CQRS: Simpler Than It Sounds
Command Query Responsibility Segregation sounds academic, but the core idea is practical: separate the models for reading data and writing data.
Think of it like a restaurant. The kitchen (write side) has a workflow optimized for preparing food — recipes, ingredient lists, timing. The menu (read side) is optimized for answering questions — what’s available, what does it cost, what’s popular. They’re both about the same food, but they’re structured completely differently because they serve different purposes.
| Aspect | Write Model (Commands) | Read Model (Queries) |
|---|
| Optimized for | Enforcing business rules, maintaining consistency | Answering questions quickly |
| Shape | Normalized, domain-driven | Denormalized, UI-driven |
| Validation | Heavy — permissions, constraints, invariants | Light — just fetch and return |
| Storage | Primary database, transactional | Can be a separate DB, materialized view, or cache |
| Example | ApproveExpense(expenseId, approverId) | GetExpenseSummaryByMonth(orgId, month) |
You don’t need to go full CQRS with separate databases to benefit from the principle. Even separating your DTOs into CreateExpenseDto (command) and ExpenseResponseDto (query) is a form of CQRS — and often all you need.
Eventual Consistency: The Trade-Off You Must Explain
Event-driven systems are eventually consistent. When a manager approves an expense, the approval is recorded immediately, but the reimbursement, the accounting entry, and the analytics update happen asynchronously. For a brief window, different parts of the system disagree about the world’s state.
This is fine — as long as everyone knows it. The problem isn’t eventual consistency itself. It’s when the team builds a UI that assumes immediate consistency.
| Action Type | Consistency Strategy | Why |
|---|
| Low-stakes (mark notification read) | Optimistic update — change UI immediately | Users expect instant response; if it fails, retry silently |
| Medium-stakes (update a profile) | Optimistic + background sync | Show the change immediately, confirm async |
| High-stakes (financial transaction) | Show “processing” state, poll or push for confirmation | Users expect payments to take a moment; accuracy matters more than speed |
The rule: optimistic updates for low-stakes actions, explicit processing states for high-stakes actions.
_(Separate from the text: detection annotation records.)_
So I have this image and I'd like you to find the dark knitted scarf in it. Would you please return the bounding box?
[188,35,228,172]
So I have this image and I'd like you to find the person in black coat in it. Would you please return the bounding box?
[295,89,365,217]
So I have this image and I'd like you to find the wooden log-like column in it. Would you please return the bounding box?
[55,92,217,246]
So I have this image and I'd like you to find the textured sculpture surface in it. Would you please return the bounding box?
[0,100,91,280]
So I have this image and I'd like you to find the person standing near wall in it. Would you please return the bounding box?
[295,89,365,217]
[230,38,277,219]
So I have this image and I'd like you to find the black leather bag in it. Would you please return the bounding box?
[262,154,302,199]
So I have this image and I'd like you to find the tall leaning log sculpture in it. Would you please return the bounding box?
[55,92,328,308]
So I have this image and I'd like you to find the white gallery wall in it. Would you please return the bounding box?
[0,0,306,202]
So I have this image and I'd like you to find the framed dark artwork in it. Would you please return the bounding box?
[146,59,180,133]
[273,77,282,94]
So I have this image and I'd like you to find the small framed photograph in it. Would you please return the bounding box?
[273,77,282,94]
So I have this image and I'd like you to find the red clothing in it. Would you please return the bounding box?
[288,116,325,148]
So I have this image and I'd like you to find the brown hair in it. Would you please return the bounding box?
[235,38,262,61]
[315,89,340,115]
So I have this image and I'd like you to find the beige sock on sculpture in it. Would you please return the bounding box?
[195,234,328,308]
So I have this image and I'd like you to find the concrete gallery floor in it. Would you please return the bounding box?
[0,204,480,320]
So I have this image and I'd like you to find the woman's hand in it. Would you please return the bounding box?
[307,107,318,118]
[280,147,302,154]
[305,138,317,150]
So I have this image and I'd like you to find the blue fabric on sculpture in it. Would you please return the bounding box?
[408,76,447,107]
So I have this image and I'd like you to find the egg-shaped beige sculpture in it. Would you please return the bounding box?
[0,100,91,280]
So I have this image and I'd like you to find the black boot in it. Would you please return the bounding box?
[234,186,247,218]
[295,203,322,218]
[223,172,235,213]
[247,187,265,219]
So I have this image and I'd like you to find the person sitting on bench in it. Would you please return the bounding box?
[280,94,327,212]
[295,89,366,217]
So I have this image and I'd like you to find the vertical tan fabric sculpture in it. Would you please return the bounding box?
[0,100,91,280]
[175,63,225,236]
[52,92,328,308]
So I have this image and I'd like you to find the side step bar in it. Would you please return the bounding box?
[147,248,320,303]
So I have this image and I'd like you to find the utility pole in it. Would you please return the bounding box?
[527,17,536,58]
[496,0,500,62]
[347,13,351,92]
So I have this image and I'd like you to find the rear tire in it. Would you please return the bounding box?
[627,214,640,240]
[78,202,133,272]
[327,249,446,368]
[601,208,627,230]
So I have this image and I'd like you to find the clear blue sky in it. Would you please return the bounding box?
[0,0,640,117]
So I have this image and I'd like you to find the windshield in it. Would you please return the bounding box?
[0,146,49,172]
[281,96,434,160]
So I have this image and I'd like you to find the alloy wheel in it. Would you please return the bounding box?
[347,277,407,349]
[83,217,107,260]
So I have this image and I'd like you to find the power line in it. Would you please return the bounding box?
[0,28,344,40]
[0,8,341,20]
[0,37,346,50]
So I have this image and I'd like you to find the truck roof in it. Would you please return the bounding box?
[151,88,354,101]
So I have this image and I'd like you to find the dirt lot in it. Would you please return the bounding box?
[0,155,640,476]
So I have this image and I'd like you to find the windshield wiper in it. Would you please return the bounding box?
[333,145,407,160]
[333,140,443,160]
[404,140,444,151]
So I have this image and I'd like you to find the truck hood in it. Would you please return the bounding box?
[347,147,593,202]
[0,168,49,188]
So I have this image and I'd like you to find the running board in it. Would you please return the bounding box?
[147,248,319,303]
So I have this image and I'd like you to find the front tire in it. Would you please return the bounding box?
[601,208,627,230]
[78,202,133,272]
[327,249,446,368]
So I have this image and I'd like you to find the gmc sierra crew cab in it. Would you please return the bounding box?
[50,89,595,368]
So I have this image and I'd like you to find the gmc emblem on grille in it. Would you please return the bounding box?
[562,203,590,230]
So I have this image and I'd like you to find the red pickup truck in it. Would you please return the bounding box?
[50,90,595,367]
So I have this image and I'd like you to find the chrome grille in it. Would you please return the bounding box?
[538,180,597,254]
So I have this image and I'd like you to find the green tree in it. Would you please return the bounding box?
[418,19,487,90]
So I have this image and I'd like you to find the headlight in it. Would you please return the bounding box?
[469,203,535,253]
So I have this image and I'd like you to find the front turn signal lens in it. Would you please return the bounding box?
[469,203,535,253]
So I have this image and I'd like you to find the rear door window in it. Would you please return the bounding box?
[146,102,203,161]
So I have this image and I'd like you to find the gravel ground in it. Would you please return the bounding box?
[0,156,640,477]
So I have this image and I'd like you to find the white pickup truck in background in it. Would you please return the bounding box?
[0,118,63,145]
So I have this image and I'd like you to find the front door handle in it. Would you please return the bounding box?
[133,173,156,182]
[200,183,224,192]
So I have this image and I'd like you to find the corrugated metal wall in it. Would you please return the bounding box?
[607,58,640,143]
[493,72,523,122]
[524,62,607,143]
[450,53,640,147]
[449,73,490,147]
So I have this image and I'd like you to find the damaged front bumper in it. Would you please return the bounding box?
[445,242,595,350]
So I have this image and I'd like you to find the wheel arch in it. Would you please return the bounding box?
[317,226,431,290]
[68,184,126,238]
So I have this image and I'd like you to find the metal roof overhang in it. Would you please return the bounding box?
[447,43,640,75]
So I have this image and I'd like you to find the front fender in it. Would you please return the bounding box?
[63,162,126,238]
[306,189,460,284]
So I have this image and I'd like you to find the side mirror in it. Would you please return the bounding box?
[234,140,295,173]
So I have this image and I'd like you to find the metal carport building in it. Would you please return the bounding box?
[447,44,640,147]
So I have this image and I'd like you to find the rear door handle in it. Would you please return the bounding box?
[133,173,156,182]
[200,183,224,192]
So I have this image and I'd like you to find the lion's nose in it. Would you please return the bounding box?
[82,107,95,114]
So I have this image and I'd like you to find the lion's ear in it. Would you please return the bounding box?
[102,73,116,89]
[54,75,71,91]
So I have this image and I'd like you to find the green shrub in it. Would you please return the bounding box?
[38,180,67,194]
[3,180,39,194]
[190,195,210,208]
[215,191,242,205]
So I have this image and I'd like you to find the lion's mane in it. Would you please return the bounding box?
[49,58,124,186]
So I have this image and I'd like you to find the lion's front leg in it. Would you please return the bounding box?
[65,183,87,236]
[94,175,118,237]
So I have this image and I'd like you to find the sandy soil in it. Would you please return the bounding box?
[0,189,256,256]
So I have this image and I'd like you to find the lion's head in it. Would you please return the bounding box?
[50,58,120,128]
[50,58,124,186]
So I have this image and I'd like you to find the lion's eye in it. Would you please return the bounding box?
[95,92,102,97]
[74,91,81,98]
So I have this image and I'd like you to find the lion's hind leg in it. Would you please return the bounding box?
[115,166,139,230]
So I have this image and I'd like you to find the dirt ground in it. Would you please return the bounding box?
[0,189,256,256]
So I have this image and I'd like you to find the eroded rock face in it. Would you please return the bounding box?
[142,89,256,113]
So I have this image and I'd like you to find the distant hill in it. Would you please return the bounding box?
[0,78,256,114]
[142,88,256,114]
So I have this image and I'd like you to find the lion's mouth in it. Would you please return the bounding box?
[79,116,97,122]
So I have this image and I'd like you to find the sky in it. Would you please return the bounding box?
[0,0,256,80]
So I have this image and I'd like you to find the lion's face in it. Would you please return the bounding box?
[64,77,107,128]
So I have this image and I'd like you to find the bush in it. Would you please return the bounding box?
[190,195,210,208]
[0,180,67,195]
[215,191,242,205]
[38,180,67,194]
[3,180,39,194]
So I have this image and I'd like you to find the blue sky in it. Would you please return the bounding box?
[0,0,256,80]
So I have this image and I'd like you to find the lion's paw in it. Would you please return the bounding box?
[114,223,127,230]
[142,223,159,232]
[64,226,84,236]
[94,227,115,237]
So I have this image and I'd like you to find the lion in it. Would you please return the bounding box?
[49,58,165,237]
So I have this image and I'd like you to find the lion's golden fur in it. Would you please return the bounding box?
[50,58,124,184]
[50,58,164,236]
Users expect a payment to take a moment. They don’t expect marking a notification as read to take a moment.
Idempotency: The Non-Negotiable
In event-driven systems, messages can arrive more than once. Network hiccups, consumer restarts, retry logic — all cause duplicate delivery. Every consumer must be idempotent: processing the same message twice produces the same result as processing it once.
async function handleExpenseApproved(event: ExpenseApprovedEvent) {
const existing = await db.reimbursement.findUnique({
where: { expenseId: event.expenseId },
});
if (existing) return; // Already processed — skip
await db.reimbursement.create({
data: {
expenseId: event.expenseId,
amount: event.amount,
idempotencyKey: `reimburse-${event.expenseId}`,
},
});
}
The pattern: check before you act, use a unique constraint as the last line of defense. The database unique index catches the race condition that the application-level check might miss.
Event-driven architecture isn’t inherently better or worse than request-response. It’s a tool that trades simplicity for decoupling. Use it where the decoupling has clear value — cross-team boundaries, unreliable downstream systems, work that doesn’t need to happen synchronously. Keep it out of places where a simple function call would do.
Event-driven systems reward disciplined thinking about data flow, failure modes, and consistency trade-offs. Start small — a single background job queue for slow operations. Graduate to pub/sub when you have genuine multi-consumer needs. Reach for event sourcing only when an immutable audit trail is a regulatory requirement. The best event-driven architectures aren’t the most sophisticated — they’re the ones where every event earns its place.